Studio album by Ana Stanić
- Released: 1998
- Recorded: 1997–1998
- Genre: Pop
- Length: 47:41
- Label: PGP-RTS
- Producer: Ana Stanić; Ivan Kljajić; Nenad Stefanović; Voja Aralica;

Ana Stanić chronology
|  | Metar iznad asfalta (1998) | Vidim te kad (1999) |

Singles from Metar iznad asfalta
- "Molila sam anđele" Released: 1997; "Točkovi" Released: 1998; "Grad" Released: 1998; "Sama" Released: 1998;

= Metar iznad asfalta =

Metar iznad asfalta (English: One Meter Above the Asphalt) is a 1998 debut album by Serbian pop singer Ana Stanić. She debuted as a solo artist with a song "Molila sam anđele" on Mediterranean Festival which was held in Budva. It was later released as her debut and first single off then-upcoming album, and it became very successful in the country, becoming her most notable and signature song to date. The album was released in summer 1998.

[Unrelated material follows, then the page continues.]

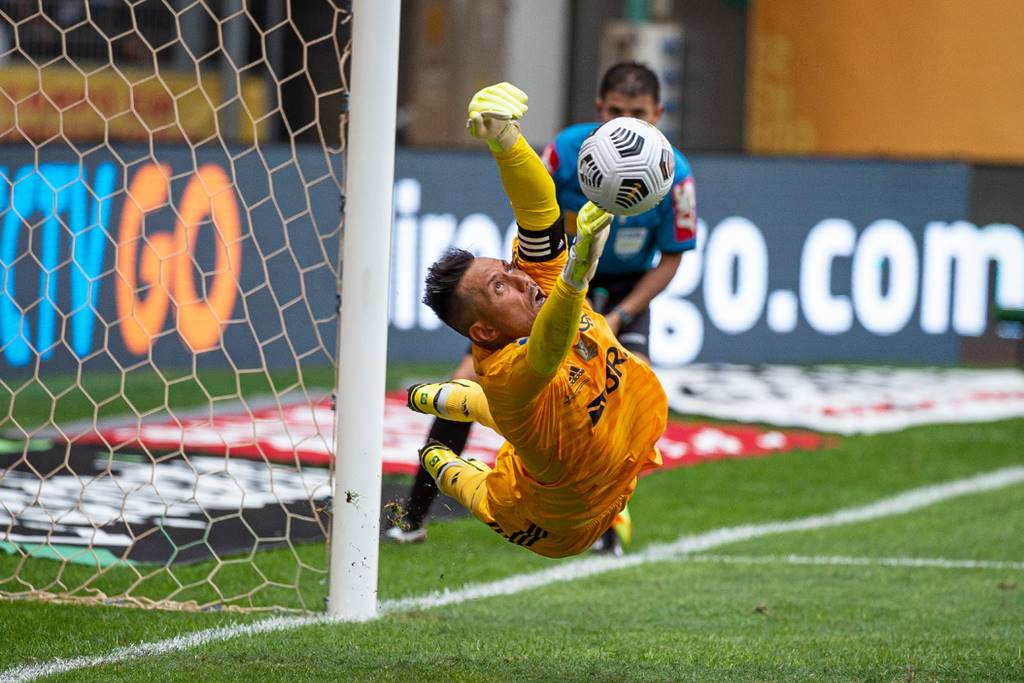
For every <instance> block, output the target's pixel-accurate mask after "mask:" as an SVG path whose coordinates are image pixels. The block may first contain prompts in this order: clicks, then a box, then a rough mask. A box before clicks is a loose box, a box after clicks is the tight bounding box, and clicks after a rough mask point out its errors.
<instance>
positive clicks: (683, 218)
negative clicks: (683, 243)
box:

The album contains 11 songs, and 2 bonus tracks. The videos were shot for all four singles released off the album.

== Track list ==
1. "Grad" — 3:41
2. "Sunčan dan" — 3:43
3. "Duh" — 3:53
4. "Život je lep " — 4:04
5. "Javi se" — 3:41
6. "Točkovi" — 3:11
7. "Sama" — 3:42
8. "Ni veru ni ljubav" — 3:35
9. "Prizori boje prošlosti" — 4:23
10. "Zadnji sjaj" — 3:14
11. "Molila sam anđele (Unplugged)" — 2:37

12. "Grad (Goran Geto Mix)" — 3:44 (Bonus Track)
13. "Molila sam anđele" — 3:58 (Bonus Track)

== Notes ==
- The Ana Stanić's song "Sama" contains melodic samples of the Neno Belan's song "Vino noći" (for verse melody), of the Zdravko Čolić's song "Ti si mi u krvi" (for chorus melody), and of the Pearl Jam's song "Alive" (for post-chorus melody).